When I went for genetic testing, the secular geneticist told me that her rule of thumb was "oh they'll just test each pregnancy and terminate the Tay-Sachs ones." Suffice to say that Rabbi Moshe Feinstein vehemently opposed that logic. His student Rabbi Tendler is therefore opposed to amniocentesis as the couple will then be pressured to terminate -- when according to Rabbi Feinstein it's not permitted to do so. (Note that other rabbis are more lenient in some unfortunate cases.)
I think the majority of Orthodox poskim today will tell you that two carriers really should look for other people to marry. It's the least-bad option. Hence the importance of checking for compatibility well before a relationship gets underway. (Rabbi Feinstein himself recommended finding one's carrier status as soon as one decides that s/he is "seriously of dating age", while the tests could be done earlier he didn't want more anxiety weighing on people. Today Dor Yeshorim removes the stigma by no one knowing their actual status.)
Should a couple realize they're both carriers: Rabbi Feinstein had ruled "if a man has a condition such that, regardless of who he marries, there's a 50% chance that his child will have medical problems but a life expectancy of several decades with treatment ... he should have faith and get married", with others questioning this.
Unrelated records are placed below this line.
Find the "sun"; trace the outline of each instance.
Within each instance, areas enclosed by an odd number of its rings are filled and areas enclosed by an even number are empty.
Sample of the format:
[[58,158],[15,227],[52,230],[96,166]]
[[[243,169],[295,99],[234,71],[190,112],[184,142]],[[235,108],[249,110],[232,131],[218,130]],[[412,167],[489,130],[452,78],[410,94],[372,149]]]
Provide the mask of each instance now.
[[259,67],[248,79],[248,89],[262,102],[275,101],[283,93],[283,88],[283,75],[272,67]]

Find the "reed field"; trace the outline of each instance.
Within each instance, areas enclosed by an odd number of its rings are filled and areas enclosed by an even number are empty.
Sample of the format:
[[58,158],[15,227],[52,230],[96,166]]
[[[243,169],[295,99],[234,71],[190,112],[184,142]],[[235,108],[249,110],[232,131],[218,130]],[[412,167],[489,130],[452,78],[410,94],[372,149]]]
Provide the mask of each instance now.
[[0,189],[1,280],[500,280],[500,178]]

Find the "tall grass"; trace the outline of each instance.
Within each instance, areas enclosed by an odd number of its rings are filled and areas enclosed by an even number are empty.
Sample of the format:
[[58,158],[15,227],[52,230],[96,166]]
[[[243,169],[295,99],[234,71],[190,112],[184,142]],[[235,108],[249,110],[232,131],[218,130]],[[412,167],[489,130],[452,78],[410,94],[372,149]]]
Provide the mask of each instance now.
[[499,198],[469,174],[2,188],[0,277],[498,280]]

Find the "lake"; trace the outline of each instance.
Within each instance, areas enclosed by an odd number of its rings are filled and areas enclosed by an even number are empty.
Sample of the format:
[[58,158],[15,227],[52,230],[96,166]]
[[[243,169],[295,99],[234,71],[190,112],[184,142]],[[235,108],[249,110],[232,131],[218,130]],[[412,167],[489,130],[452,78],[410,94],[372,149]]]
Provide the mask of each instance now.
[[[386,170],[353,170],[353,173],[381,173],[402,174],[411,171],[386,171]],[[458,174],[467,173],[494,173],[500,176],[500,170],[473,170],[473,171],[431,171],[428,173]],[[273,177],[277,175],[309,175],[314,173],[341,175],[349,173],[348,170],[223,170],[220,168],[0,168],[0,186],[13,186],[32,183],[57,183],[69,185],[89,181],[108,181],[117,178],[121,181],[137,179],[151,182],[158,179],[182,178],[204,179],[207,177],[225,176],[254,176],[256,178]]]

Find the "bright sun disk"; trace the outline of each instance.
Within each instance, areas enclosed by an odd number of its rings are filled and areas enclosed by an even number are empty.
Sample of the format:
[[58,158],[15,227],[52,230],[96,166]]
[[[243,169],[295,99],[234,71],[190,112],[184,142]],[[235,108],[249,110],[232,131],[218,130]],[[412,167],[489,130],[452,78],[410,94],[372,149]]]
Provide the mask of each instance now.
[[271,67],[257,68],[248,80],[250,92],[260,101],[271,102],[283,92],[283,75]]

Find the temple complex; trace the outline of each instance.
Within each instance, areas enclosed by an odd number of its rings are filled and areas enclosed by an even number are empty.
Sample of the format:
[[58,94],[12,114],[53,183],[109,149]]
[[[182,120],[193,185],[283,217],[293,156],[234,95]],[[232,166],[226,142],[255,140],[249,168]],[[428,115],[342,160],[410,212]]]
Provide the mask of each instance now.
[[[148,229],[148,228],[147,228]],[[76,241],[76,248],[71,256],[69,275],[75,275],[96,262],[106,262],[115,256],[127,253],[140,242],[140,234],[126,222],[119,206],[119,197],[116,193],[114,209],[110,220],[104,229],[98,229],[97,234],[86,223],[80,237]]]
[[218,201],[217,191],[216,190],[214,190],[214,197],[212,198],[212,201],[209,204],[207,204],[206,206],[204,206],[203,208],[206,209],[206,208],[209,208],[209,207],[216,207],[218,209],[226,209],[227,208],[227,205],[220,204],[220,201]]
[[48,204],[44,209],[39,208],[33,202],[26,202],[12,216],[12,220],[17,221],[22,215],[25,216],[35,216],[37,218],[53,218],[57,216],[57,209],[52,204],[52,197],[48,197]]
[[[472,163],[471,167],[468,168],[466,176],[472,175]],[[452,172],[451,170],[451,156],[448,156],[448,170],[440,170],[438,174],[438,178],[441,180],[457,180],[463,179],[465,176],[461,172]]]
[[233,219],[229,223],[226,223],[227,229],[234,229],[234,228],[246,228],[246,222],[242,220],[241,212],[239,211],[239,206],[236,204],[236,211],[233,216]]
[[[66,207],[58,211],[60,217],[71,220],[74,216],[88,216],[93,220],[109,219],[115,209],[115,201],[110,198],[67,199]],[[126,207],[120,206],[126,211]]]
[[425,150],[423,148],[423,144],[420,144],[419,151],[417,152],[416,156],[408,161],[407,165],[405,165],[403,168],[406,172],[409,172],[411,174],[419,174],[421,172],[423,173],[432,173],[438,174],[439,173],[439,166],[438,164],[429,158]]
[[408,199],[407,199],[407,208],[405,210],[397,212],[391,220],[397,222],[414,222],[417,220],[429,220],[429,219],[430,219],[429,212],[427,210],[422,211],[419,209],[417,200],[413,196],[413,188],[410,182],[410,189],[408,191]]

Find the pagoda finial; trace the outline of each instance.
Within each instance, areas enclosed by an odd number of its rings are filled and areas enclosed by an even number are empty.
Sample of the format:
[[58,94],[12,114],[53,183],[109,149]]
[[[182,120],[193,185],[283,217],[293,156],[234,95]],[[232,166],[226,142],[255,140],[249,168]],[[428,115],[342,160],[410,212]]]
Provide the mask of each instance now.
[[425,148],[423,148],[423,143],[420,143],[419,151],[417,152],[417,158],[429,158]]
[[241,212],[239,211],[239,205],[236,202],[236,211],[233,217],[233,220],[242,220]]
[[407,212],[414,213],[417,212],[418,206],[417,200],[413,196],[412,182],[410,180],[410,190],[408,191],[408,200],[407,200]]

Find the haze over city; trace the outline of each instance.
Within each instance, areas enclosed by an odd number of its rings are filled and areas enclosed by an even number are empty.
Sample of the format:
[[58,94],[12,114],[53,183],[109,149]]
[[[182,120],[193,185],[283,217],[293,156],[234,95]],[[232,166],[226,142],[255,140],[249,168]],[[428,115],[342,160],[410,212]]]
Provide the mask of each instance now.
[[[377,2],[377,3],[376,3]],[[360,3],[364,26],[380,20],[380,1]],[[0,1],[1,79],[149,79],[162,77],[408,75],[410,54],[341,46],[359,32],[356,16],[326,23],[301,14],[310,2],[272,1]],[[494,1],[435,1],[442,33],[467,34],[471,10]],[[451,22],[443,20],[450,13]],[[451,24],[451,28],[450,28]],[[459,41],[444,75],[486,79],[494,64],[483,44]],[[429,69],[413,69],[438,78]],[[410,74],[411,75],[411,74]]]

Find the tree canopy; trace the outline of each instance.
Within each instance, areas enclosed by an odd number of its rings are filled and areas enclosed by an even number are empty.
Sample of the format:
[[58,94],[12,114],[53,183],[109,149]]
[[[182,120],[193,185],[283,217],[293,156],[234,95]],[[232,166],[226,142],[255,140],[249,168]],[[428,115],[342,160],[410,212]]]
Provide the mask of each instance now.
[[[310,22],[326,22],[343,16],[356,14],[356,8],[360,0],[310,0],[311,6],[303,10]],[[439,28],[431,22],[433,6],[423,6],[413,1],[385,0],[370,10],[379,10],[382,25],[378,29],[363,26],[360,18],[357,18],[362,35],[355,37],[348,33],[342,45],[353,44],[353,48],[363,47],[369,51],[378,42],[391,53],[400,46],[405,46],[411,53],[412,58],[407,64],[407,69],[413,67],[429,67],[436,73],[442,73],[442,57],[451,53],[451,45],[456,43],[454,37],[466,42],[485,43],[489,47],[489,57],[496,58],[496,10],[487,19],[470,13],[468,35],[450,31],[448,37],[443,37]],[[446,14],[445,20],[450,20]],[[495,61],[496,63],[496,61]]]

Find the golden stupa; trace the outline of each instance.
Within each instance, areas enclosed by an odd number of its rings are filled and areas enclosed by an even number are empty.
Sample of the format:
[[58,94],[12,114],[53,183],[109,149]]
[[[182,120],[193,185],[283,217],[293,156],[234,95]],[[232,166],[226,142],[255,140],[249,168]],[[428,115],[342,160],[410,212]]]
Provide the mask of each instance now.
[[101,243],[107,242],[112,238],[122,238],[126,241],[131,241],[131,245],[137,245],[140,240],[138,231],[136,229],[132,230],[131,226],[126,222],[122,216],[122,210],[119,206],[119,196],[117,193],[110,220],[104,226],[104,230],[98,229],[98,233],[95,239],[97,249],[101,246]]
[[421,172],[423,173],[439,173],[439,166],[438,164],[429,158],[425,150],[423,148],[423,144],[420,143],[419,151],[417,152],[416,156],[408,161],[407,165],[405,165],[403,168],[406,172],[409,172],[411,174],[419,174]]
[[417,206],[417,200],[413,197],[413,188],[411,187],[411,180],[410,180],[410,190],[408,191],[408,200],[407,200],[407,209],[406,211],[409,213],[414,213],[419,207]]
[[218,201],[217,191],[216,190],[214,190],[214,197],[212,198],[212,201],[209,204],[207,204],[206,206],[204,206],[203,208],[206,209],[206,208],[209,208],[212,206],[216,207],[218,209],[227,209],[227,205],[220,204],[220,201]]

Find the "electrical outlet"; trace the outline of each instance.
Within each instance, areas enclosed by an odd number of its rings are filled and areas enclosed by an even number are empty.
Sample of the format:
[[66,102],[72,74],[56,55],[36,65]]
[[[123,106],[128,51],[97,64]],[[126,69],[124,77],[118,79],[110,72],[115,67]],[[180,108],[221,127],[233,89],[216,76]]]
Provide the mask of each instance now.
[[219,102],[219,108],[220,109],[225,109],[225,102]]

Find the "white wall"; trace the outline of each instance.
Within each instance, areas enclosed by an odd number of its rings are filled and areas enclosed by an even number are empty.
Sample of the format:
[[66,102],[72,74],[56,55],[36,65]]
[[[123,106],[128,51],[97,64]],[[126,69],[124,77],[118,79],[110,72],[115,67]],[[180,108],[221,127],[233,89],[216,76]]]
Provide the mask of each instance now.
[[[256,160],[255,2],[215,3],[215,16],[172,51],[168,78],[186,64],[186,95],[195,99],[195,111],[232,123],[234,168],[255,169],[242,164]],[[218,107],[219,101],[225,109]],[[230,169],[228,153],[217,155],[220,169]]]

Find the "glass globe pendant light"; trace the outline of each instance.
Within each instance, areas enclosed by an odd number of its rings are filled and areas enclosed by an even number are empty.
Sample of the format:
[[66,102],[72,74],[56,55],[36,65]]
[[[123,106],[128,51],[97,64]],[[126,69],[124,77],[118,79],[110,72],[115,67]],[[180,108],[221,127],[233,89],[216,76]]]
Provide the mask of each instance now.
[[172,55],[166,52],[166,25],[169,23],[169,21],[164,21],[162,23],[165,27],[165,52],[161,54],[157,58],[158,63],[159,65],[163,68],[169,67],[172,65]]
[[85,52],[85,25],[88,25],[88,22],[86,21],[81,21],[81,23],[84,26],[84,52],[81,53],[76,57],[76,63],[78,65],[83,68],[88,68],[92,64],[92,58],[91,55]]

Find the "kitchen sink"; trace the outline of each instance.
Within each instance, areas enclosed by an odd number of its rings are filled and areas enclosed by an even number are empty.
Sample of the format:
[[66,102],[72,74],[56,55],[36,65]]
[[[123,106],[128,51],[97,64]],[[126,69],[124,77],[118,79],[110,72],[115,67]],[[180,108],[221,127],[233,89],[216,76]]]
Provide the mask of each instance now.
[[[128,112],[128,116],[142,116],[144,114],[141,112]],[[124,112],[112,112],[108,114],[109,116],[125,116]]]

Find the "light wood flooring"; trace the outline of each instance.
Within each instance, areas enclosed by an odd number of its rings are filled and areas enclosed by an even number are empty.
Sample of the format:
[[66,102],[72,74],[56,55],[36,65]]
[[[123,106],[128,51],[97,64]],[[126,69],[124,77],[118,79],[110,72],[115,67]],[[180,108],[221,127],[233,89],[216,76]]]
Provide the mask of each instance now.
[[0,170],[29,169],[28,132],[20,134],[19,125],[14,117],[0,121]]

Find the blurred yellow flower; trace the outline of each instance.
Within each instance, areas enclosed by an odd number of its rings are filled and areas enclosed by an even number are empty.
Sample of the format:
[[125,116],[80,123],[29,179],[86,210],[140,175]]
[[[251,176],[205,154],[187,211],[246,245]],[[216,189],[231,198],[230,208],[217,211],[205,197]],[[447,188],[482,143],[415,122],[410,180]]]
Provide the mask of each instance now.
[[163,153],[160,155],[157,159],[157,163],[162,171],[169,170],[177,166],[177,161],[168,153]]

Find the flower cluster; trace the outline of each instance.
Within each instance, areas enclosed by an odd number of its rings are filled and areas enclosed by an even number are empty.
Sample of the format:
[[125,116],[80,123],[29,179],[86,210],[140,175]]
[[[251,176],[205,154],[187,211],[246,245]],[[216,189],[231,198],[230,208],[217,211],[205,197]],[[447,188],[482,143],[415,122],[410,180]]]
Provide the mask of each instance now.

That's a far, far cry from saying that a couple who know there's a 25% chance any child they have won't survive preschool age should have "faith."!
- A couple who know they're both carriers shouldn't get married.
- If they're already married and determine they're carriers, it's reasonable to question whether the mitzva to try to conceive conventionally would apply -- as the emotional cost here is so high. I'd assume many would advise against it.
- Adoption, or IVF with preimplantation testing, are both complex options that may be advisable, pending a couple's consultation with their rabbi.